Além da empresa, Leal também dá palestras pelo Brasil, escreve colunas e pretende, agora, retornar ao jornalismo. Ele conta que logo após sua decisão, sentou e colocou em um papel as habilidades que desenvolveu em todos estes anos de trabalho, em quais áreas ele poderia atuar e o que poderia fazer. “A partir disso, acionei minha rede de contatos e me coloquei disponível. Agora é lutar nesta nova fase, mas sempre busco ver o lado bom, por mais clichê que pareça”, diz. 

Segundo o professor do Insper, os jovens empreendedores, em especial, costumam lidar com vários chamarizes, aspectos que dominam sua atenção, e têm dificuldades em focar e priorizar os objetivos. “Isto cria algumas pessoas com baixo nível de resiliência e bastante frustadas com um mundo que não é o seu ideal. Neste sentido, empreender parece um cântico mágico que cria um país das maravilhas só seu, mas rapidamente descobrem que precisam fazer contabilidade, pagar impostos, gerar e cobrar boletos, lidar com pessoas que não têm o mesmo ideal, vender e superar a expectativa do cliente, negociar com fornecedores, cobrar resultados. É muito trabalho para um resultado questionável, principalmente nos primeiros meses ou até o negócio começar a gerar fluxo de caixa positivo”, alerta. 

Será um problema de perfil? 

Muito se fala sobre o “perfil empreendedor”, como se fosse algo que a pessoa já nasce com ou sem. “Claro que algumas pessoas são mais ousadas, têm mais coragem de arriscar e isso é importante para empreender. Mas o empreendedorismo pode ser estimulado e desenvolvido”, afirma Shimoyama. 

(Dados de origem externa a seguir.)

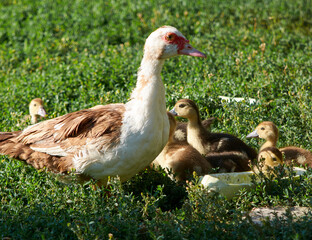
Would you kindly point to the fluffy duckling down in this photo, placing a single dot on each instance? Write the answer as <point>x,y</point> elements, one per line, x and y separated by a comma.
<point>208,143</point>
<point>110,140</point>
<point>269,132</point>
<point>36,109</point>
<point>181,129</point>
<point>269,157</point>
<point>180,158</point>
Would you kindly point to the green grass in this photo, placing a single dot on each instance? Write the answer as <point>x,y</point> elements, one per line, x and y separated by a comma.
<point>77,53</point>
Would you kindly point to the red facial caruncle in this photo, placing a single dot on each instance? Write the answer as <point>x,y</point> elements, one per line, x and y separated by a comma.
<point>175,39</point>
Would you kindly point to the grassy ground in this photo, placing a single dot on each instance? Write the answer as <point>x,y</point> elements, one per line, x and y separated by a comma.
<point>77,53</point>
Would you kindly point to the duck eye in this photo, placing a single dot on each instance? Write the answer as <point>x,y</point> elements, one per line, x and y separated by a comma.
<point>170,37</point>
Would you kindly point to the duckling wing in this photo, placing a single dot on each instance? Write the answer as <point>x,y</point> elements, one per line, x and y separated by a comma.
<point>222,142</point>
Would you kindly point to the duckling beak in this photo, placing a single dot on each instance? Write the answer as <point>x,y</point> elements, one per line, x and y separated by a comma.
<point>41,112</point>
<point>253,134</point>
<point>173,112</point>
<point>191,51</point>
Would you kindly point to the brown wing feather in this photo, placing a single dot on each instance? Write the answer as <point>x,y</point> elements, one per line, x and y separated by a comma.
<point>90,123</point>
<point>102,123</point>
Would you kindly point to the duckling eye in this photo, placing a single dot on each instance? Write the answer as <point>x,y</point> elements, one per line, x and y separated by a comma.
<point>170,37</point>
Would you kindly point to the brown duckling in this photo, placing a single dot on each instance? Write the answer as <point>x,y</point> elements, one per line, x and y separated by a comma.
<point>181,158</point>
<point>232,161</point>
<point>206,142</point>
<point>269,157</point>
<point>269,132</point>
<point>181,129</point>
<point>36,109</point>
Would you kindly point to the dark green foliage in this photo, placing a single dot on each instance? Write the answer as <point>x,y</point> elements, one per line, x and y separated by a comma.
<point>79,53</point>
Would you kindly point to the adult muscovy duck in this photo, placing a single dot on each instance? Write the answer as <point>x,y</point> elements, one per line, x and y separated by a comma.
<point>109,140</point>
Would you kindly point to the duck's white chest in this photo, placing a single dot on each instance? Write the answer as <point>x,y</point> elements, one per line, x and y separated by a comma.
<point>140,143</point>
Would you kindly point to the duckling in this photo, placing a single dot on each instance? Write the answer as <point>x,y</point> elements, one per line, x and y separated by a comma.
<point>204,141</point>
<point>269,132</point>
<point>181,129</point>
<point>232,161</point>
<point>110,140</point>
<point>181,158</point>
<point>36,109</point>
<point>269,157</point>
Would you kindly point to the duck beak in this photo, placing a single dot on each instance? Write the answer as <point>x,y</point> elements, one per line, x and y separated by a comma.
<point>173,112</point>
<point>252,134</point>
<point>42,112</point>
<point>191,51</point>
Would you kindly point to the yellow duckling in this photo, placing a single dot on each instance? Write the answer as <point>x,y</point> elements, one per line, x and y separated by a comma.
<point>36,109</point>
<point>181,158</point>
<point>269,132</point>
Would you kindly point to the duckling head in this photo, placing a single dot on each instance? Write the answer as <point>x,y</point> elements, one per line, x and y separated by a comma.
<point>172,123</point>
<point>36,109</point>
<point>265,130</point>
<point>186,108</point>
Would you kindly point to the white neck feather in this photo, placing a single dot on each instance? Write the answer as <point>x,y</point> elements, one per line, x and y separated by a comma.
<point>147,107</point>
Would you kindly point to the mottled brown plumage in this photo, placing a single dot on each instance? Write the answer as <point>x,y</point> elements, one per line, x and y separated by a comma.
<point>204,141</point>
<point>269,132</point>
<point>181,129</point>
<point>67,133</point>
<point>181,158</point>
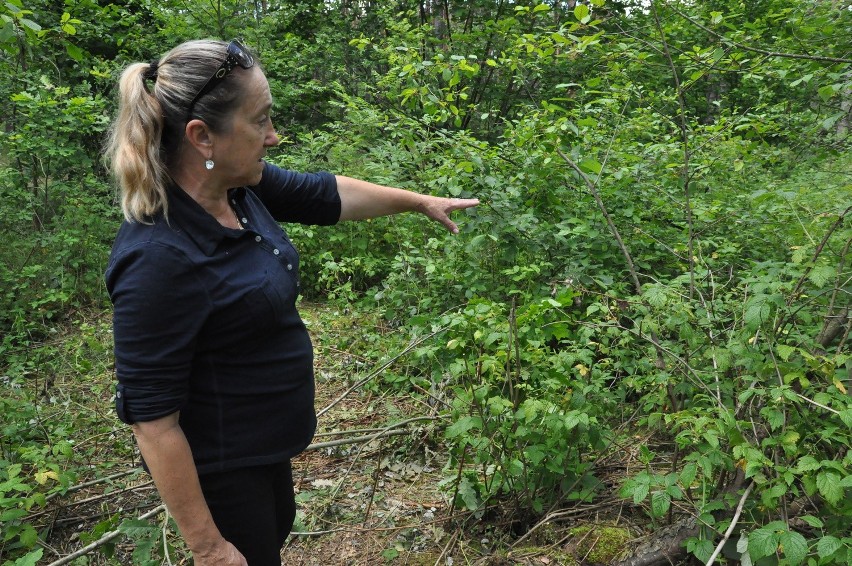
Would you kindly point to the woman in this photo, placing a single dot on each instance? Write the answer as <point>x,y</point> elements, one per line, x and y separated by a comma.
<point>214,364</point>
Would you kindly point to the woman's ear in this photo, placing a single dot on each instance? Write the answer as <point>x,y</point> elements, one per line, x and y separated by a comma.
<point>198,136</point>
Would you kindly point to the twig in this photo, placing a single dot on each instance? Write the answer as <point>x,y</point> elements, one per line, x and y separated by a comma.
<point>448,546</point>
<point>383,367</point>
<point>386,431</point>
<point>731,527</point>
<point>104,539</point>
<point>758,50</point>
<point>93,482</point>
<point>820,405</point>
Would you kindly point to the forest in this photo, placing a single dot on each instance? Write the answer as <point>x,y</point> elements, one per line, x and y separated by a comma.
<point>636,351</point>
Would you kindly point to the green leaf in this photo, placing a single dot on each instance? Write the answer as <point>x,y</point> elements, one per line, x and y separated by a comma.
<point>795,547</point>
<point>660,503</point>
<point>703,549</point>
<point>74,52</point>
<point>687,475</point>
<point>581,12</point>
<point>828,484</point>
<point>828,545</point>
<point>463,425</point>
<point>826,92</point>
<point>807,464</point>
<point>785,351</point>
<point>640,492</point>
<point>31,559</point>
<point>468,494</point>
<point>812,521</point>
<point>28,536</point>
<point>762,542</point>
<point>591,165</point>
<point>822,274</point>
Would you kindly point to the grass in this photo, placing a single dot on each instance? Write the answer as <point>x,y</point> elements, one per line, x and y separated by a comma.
<point>368,502</point>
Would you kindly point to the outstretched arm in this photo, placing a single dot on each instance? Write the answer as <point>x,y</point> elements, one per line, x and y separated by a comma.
<point>361,199</point>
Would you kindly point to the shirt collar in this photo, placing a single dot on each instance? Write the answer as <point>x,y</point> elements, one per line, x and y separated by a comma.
<point>187,215</point>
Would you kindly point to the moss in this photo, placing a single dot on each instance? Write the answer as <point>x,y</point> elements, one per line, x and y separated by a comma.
<point>600,544</point>
<point>557,558</point>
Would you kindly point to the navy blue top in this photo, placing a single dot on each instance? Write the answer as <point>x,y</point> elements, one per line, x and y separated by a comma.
<point>205,321</point>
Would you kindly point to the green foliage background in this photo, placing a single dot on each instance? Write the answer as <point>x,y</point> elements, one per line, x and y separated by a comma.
<point>662,248</point>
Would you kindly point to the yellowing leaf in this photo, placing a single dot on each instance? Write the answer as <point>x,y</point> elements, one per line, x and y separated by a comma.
<point>42,477</point>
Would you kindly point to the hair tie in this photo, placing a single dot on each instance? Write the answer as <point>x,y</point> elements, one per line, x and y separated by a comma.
<point>151,73</point>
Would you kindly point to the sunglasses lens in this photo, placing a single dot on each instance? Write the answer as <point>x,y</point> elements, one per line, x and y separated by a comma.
<point>240,54</point>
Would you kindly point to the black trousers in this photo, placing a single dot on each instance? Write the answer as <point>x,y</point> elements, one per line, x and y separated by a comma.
<point>254,509</point>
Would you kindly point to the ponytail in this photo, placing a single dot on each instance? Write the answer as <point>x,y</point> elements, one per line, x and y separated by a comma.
<point>134,147</point>
<point>146,135</point>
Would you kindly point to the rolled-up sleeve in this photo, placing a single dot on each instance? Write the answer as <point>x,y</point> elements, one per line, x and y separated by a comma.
<point>307,198</point>
<point>159,307</point>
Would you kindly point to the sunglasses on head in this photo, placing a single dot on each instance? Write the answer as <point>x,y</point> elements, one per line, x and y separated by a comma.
<point>237,55</point>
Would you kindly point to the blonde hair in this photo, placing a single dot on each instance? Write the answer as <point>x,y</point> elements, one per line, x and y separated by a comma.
<point>149,126</point>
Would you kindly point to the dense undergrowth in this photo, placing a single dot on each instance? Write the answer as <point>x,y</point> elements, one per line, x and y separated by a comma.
<point>662,250</point>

Nakagawa também acredita que não existe um perfil ideal de empreendedor. Ele defende a Teoria de Inteligências Múltiplas, do professor americano Howard Gardner, que diz que todos temos inteligência, mas de maneiras diferentes. A teoria considera oito tipos diferentes de inteligência: lógico-matemática, linguística, espacial, corporal-cinestésica, naturalista, musical, intrapessoal e interpessoal. 

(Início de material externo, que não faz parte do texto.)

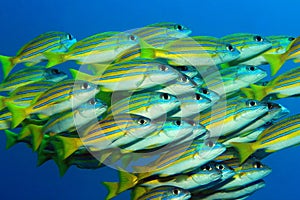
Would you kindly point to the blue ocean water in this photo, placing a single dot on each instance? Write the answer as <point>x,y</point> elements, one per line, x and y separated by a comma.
<point>22,20</point>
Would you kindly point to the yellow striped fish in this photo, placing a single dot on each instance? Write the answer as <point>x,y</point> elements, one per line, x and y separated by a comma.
<point>5,119</point>
<point>226,117</point>
<point>31,75</point>
<point>186,157</point>
<point>131,75</point>
<point>280,44</point>
<point>283,134</point>
<point>285,85</point>
<point>249,45</point>
<point>67,121</point>
<point>102,48</point>
<point>110,132</point>
<point>196,52</point>
<point>24,95</point>
<point>292,53</point>
<point>62,96</point>
<point>32,52</point>
<point>148,104</point>
<point>230,79</point>
<point>166,192</point>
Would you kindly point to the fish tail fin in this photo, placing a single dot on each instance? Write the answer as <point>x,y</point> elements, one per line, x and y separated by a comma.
<point>248,92</point>
<point>7,64</point>
<point>42,155</point>
<point>147,51</point>
<point>37,136</point>
<point>2,102</point>
<point>245,150</point>
<point>54,58</point>
<point>18,114</point>
<point>137,192</point>
<point>11,138</point>
<point>69,145</point>
<point>225,65</point>
<point>276,61</point>
<point>112,188</point>
<point>80,75</point>
<point>259,91</point>
<point>63,166</point>
<point>127,180</point>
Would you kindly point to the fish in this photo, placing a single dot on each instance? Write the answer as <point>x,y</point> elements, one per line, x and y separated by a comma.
<point>95,49</point>
<point>31,75</point>
<point>229,80</point>
<point>249,172</point>
<point>228,116</point>
<point>173,129</point>
<point>32,52</point>
<point>67,121</point>
<point>166,192</point>
<point>281,135</point>
<point>148,104</point>
<point>280,45</point>
<point>189,71</point>
<point>187,51</point>
<point>225,171</point>
<point>110,132</point>
<point>162,30</point>
<point>276,111</point>
<point>249,45</point>
<point>176,160</point>
<point>61,97</point>
<point>224,52</point>
<point>284,85</point>
<point>131,75</point>
<point>5,119</point>
<point>238,193</point>
<point>202,176</point>
<point>180,86</point>
<point>193,103</point>
<point>292,53</point>
<point>24,95</point>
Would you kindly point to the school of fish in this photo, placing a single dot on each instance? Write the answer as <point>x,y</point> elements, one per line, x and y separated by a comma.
<point>178,116</point>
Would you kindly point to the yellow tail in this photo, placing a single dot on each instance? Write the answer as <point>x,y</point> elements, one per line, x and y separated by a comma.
<point>7,65</point>
<point>276,61</point>
<point>245,150</point>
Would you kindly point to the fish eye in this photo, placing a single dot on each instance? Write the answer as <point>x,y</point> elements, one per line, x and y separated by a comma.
<point>257,165</point>
<point>177,122</point>
<point>85,86</point>
<point>251,68</point>
<point>54,71</point>
<point>206,168</point>
<point>142,121</point>
<point>210,143</point>
<point>205,91</point>
<point>251,103</point>
<point>165,96</point>
<point>69,37</point>
<point>291,38</point>
<point>178,27</point>
<point>258,38</point>
<point>198,97</point>
<point>163,68</point>
<point>230,47</point>
<point>270,106</point>
<point>183,68</point>
<point>92,101</point>
<point>176,192</point>
<point>132,37</point>
<point>220,167</point>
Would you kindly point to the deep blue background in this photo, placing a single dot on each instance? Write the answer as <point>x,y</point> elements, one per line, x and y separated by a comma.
<point>22,20</point>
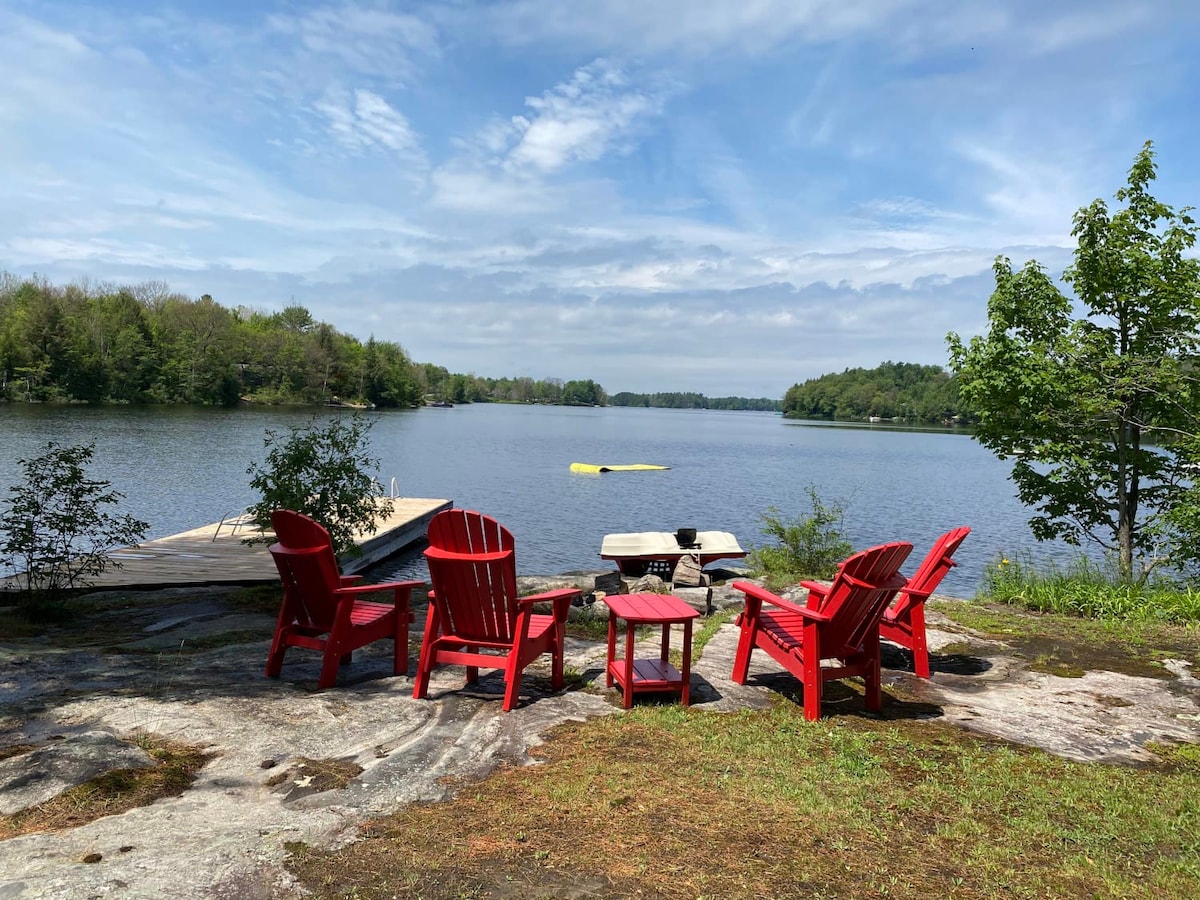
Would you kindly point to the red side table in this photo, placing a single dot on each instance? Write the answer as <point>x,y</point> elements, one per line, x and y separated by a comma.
<point>648,675</point>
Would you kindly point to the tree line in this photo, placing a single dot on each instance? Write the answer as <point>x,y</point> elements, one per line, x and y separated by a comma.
<point>688,400</point>
<point>148,345</point>
<point>102,343</point>
<point>891,390</point>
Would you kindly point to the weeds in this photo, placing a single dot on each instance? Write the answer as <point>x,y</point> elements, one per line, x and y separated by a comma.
<point>672,802</point>
<point>1089,589</point>
<point>807,547</point>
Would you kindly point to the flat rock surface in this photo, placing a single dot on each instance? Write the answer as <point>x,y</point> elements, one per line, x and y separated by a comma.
<point>150,665</point>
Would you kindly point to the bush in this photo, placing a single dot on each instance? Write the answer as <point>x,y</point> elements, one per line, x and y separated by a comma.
<point>55,531</point>
<point>1087,589</point>
<point>323,472</point>
<point>807,547</point>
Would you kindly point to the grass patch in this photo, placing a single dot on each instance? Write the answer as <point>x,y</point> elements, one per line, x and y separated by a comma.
<point>670,802</point>
<point>1068,646</point>
<point>1089,589</point>
<point>258,598</point>
<point>115,791</point>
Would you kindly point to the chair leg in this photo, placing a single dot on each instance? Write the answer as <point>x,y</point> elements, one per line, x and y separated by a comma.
<point>280,642</point>
<point>333,659</point>
<point>275,658</point>
<point>919,643</point>
<point>745,647</point>
<point>513,671</point>
<point>871,677</point>
<point>557,652</point>
<point>400,652</point>
<point>427,657</point>
<point>813,679</point>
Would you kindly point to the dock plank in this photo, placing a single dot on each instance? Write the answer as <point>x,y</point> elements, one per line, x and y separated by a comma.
<point>216,555</point>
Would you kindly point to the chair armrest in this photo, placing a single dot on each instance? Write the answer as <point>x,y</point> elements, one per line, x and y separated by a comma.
<point>397,588</point>
<point>763,595</point>
<point>817,591</point>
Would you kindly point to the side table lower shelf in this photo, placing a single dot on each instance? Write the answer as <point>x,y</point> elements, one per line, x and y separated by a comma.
<point>636,676</point>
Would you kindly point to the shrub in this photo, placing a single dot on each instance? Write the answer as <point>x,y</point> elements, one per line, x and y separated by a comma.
<point>57,532</point>
<point>807,547</point>
<point>1087,589</point>
<point>323,472</point>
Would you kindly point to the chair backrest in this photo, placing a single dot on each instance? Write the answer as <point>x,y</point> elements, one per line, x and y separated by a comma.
<point>463,531</point>
<point>933,569</point>
<point>473,573</point>
<point>304,557</point>
<point>862,589</point>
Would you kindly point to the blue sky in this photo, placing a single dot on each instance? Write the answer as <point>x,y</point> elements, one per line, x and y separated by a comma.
<point>721,196</point>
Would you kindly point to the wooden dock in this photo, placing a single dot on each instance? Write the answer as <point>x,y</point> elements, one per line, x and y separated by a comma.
<point>215,553</point>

“Quem decide empreender deve saber qual é a sua inteligência principal e quais precisará desenvolver ou buscar um sócio ou um colaborador-chave que tenha o que te falta. Para evitar que o sonho se torne pesadelo, é preciso ter sócios com inteligências complementares e sinérgicas. Também é preciso ter mentores para discutir o negócio periodicamente. E o principal, é preciso criar um negócio cuja missão cumpra um propósito pessoal e verdadeiro do empreendedor”, finaliza.